After some years of study, I’ve come to believe that the Wisdom Gospels (specifically ThomasMary Magdalene, and Philip) are a bridge–the missing puzzle piece–connecting the Christian and Sufi worlds. These texts bear the clearest expression of the metaphysics that will later reemerge as Sufism, and Sufism offers a living framework of teaching and practice that can breathe life and understanding back into these texts, which have for too long existed outside the context of living communities of practice and transmission.

Cynthia then turns to the work of G. I. Gurdjieff (1866-1949), an Armenian Wisdom teacher who traveled and studied throughout Egypt, the Near East, and Central Asia, eventually offering his own synthesis of Wisdom teaching (drawing from Eastern Orthodoxy, Buddhism, Sufism, and other mysterious sources). While certain elements of Gurdjieff’s life and teachings may be problematic for contemporary seekers, his impact has subtly influenced the spiritual landscape of Europe and North America now for several decades. Cynthia explains that Gurdjieff’s inner teachings and those of great Sufis like Rumi and Ibn Arabi are woven throughout the Wisdom synthesis she will unfold in the coming chapters.

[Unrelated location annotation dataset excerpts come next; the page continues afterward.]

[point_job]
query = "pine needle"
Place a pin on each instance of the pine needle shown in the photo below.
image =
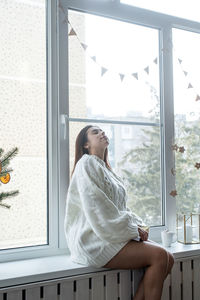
(12, 153)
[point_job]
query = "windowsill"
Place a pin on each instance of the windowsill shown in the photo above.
(54, 267)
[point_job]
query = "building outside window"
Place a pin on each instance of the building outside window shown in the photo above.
(66, 64)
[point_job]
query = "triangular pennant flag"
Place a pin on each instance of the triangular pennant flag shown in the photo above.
(103, 71)
(135, 75)
(93, 58)
(197, 98)
(190, 86)
(84, 46)
(72, 32)
(121, 76)
(146, 70)
(155, 60)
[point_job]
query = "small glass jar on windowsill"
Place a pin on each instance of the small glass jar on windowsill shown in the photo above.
(188, 228)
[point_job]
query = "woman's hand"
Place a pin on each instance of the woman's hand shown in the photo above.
(143, 234)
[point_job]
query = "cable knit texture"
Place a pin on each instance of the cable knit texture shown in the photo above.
(97, 222)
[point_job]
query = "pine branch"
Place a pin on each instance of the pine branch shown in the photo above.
(1, 151)
(4, 205)
(12, 153)
(4, 172)
(8, 194)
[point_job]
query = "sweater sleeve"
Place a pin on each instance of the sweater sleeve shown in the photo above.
(105, 219)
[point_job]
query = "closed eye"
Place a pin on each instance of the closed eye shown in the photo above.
(96, 131)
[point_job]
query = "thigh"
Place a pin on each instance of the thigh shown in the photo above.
(136, 255)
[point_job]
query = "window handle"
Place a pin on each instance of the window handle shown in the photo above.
(64, 119)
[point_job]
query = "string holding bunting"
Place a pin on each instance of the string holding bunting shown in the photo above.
(190, 86)
(103, 69)
(121, 75)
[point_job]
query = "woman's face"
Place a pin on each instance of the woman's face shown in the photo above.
(96, 139)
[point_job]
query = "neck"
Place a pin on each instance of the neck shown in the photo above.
(98, 153)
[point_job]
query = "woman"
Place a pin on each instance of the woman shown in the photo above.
(100, 230)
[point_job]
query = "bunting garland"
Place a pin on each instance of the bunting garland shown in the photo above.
(135, 75)
(189, 85)
(103, 69)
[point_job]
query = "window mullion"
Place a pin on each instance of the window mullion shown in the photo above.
(168, 111)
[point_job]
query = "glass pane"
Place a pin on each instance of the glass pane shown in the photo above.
(23, 121)
(187, 118)
(182, 9)
(134, 154)
(112, 73)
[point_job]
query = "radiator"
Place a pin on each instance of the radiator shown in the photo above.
(182, 284)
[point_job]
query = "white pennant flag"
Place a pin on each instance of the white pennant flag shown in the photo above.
(103, 71)
(155, 60)
(135, 75)
(93, 58)
(72, 32)
(190, 86)
(146, 70)
(197, 98)
(121, 76)
(84, 46)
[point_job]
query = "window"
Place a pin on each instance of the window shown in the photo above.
(187, 112)
(183, 9)
(125, 100)
(67, 64)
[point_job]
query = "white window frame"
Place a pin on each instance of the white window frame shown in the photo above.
(164, 23)
(58, 121)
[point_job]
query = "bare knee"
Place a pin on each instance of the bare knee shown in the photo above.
(161, 258)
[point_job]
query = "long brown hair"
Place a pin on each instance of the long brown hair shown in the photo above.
(80, 150)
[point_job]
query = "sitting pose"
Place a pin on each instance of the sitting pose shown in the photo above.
(100, 229)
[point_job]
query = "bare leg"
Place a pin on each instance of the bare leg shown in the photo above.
(140, 291)
(144, 254)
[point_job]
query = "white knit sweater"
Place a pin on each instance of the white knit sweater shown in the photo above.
(97, 222)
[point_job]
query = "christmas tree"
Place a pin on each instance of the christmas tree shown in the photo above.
(5, 174)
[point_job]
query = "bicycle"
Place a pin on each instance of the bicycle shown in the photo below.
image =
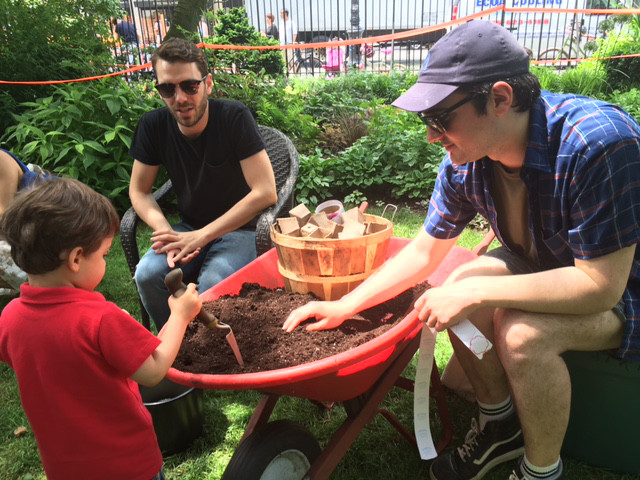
(307, 65)
(577, 45)
(384, 64)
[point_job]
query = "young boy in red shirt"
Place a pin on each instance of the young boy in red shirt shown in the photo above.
(76, 356)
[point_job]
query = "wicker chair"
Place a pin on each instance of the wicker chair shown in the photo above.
(284, 160)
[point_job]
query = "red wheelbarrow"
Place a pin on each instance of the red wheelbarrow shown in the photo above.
(359, 378)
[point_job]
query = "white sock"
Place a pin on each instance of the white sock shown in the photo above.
(533, 472)
(491, 412)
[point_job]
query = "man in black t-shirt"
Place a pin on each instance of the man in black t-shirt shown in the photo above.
(222, 175)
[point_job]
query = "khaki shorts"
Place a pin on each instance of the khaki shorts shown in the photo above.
(519, 266)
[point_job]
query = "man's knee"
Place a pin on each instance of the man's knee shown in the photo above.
(515, 337)
(481, 266)
(149, 272)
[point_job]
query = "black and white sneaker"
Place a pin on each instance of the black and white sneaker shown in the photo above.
(499, 441)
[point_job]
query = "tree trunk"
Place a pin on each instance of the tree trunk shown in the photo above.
(186, 18)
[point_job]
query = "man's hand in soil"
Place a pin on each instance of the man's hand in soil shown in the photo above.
(329, 315)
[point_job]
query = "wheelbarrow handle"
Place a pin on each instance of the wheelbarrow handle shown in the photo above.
(173, 281)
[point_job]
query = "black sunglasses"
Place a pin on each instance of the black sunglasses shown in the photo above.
(189, 87)
(439, 122)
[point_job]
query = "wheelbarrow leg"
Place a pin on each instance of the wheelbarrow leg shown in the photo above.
(340, 442)
(262, 413)
(438, 394)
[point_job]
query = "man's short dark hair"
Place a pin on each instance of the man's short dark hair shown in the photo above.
(45, 222)
(180, 50)
(526, 91)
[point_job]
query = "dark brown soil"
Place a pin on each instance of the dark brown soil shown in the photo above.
(256, 316)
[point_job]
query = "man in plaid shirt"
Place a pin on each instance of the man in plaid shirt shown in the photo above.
(558, 179)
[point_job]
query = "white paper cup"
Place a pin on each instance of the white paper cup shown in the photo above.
(333, 208)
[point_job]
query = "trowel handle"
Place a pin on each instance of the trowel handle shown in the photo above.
(173, 281)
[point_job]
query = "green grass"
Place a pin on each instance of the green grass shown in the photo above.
(378, 452)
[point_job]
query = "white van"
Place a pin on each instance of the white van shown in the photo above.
(320, 20)
(541, 32)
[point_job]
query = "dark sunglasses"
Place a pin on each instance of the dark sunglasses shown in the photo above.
(189, 87)
(439, 122)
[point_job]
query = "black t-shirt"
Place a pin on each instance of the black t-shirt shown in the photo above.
(205, 171)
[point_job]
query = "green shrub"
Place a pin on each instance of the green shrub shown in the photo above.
(394, 160)
(624, 72)
(272, 103)
(84, 131)
(52, 40)
(350, 93)
(233, 28)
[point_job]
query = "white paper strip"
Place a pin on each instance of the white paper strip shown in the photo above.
(473, 338)
(421, 395)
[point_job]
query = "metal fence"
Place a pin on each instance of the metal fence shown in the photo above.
(548, 35)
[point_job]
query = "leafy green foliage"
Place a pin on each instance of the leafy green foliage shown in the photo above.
(84, 131)
(233, 28)
(394, 161)
(52, 40)
(272, 103)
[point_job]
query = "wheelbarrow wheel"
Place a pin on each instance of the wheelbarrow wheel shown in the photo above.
(281, 450)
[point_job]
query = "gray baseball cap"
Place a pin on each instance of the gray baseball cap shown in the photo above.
(476, 51)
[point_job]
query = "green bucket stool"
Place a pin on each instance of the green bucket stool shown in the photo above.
(605, 411)
(177, 412)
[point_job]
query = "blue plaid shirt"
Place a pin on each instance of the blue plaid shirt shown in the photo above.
(582, 172)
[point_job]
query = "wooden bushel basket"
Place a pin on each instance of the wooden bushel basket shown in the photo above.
(329, 267)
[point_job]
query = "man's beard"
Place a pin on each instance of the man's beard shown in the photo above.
(200, 109)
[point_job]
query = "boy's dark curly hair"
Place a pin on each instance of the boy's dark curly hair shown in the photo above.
(45, 222)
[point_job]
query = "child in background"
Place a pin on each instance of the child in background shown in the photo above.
(76, 356)
(335, 59)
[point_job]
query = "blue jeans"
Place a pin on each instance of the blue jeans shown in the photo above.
(216, 261)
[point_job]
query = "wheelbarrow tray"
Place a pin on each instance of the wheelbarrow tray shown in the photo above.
(336, 378)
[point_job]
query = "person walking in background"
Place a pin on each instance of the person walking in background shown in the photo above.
(125, 31)
(558, 178)
(77, 357)
(14, 177)
(271, 31)
(220, 170)
(288, 35)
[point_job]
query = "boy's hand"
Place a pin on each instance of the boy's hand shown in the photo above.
(188, 305)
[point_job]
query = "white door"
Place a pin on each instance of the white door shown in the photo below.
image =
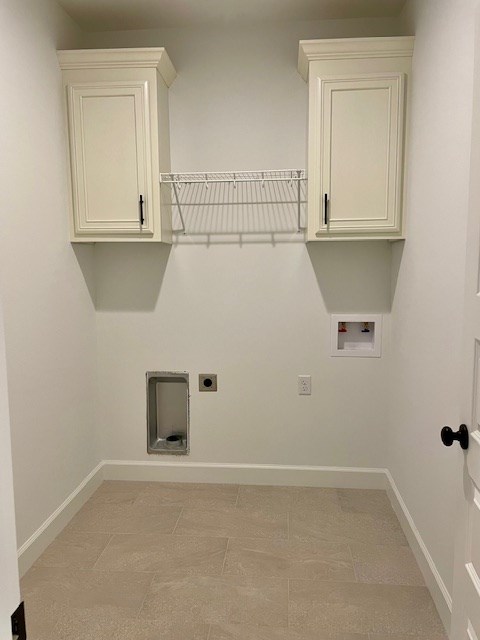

Finally, she concludes with a reminder that we do not ultimately find Wisdom by tracing a lineage “backwards” through time, but rather more deeply into the Now, into our ever-present Source. She points out that “original” doesn’t mean “first in time” but rather “closest to the Origin.” Wisdom may appear to have gaps and dormancies in its transmission throughout history–it breaks down, goes underground, and sometimes seems to totally disappear. But no matter; Wisdom is not dependent upon linear causality and transmission. It arises as needed, and as we are ready to receive it.